Homo sapiens sapiens est sans doute originaire de l’Afrique au sud du Sahara ou du Proche-Orient, et son évolution a pu débuter entre 200 000 et 150 000 ans. Ces humains se sont ensuite répandus dans toutes les parties du monde soit en remplaçant les populations d’Homo sapiens plus anciennes (ce qui s’est sans doute produit en Europe), soit en se mélangeant à elles (au Proche-Orient).

Des comparaisons de l’ADN des mitochondries (qui ne sont héritées que de la mère), prélevé chez des femmes de diverses parties du monde, suggèrent que tous les humains modernes auraient divergé, en une seule génération, en Afrique tropicale : celle que l’on a appelé « l’Ève mitochondriale » aurait habité l’Afrique il y a 200 000 ans, avant d’occuper l’Asie, l’Europe puis l’Amérique...

Évolution du volume cérébral

Évolution du volume cérébral en cm ³ des PréHominidés et Hominidés

Interview : Homo sapiens sapiens parle de lui et ses cousins.

Homo sapiens est notre ancêtre, hors l’histoire de l’humanité c’est une longue histoire qui plonge ses racines très profondément dans les tropiques d’Afrique.

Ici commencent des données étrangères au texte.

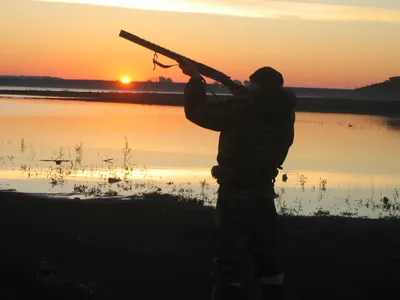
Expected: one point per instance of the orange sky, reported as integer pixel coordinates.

Àpartir du moment où émerge le genre humain, cette histoire va se développer dans l’espace puisqu’elle va couvrir toute l’Afrique et bientôt toute l’Eurasie tandis qu’elle continuait à se développer biologiquement sous la forme d’une évolution d’espèce à partir d’un homme premier que l’on appelle l’Homo Habilis avec des outillages très simples à l’homme second que l’on appelle l’Homo Erectus avec ses beaux outillages symétriques et à l’homme troisième que l’on appelle l’homo sapiens, notre héros.

La face de l’ancêtre a encore une petite projection qui n’existe plus chez l’Homo sapiens qui a la face plate, elle a des arcades sus-orbitaires encore fortes au-dessus des yeux chez Homo erectus, ces arcades sont tout à fait lisses et planes chez l’Homo sapiens, et au-dessus le front demeure fuyant chez l’Homo erectus alors qu’il est haut et bombé et généreux chez l’Homo sapiens.

Yves Coppens


Je me trouve dans cette grotte appelée Kromdraai, près de Prétoria. C’est ici le berceau de l’humanité, l’endroit où tout a commencé.

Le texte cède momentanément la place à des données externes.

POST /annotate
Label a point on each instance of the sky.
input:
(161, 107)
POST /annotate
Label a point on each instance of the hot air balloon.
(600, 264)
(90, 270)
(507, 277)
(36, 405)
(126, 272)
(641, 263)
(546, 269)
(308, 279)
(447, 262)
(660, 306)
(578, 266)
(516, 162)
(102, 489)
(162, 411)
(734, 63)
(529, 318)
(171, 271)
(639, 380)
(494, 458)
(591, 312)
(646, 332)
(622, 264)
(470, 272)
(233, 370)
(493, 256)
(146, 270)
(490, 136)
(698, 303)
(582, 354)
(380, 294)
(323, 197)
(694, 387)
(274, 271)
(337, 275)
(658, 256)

L’Afrique est le continent à partir duquel l’humanité a évolué peu à peu, vers Homo habilis, puis vers Homo erectus, et enfin Homo sapiens.

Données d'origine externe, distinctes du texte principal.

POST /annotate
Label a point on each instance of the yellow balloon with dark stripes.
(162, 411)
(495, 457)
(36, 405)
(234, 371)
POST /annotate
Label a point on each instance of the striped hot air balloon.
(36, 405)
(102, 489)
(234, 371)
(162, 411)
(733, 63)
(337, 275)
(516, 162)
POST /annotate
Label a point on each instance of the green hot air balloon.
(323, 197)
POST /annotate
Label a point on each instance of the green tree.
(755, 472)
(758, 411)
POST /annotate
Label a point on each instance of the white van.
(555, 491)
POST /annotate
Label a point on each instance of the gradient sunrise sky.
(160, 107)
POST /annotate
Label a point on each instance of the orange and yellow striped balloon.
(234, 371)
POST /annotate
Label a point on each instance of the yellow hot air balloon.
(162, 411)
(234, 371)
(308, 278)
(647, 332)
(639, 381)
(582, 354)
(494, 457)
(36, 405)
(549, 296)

Homo erectus est l’espèce que l’on retrouve en Afrique, il y a environ 1,5 millions d’années. Il s’est développé à partir d’Homo habilis qui vivait il y a environ 1,8 millions d’années et possédait un crâne relativement petit. On ne le trouve qu’en Afrique et il a probablement cédé sa place à Homo erectus dont la capacité crânienne atteint environ 1 000 centimètres cubes, et contraste avec la capacité crânienne d’Homo habilis : 600 centimètres cube.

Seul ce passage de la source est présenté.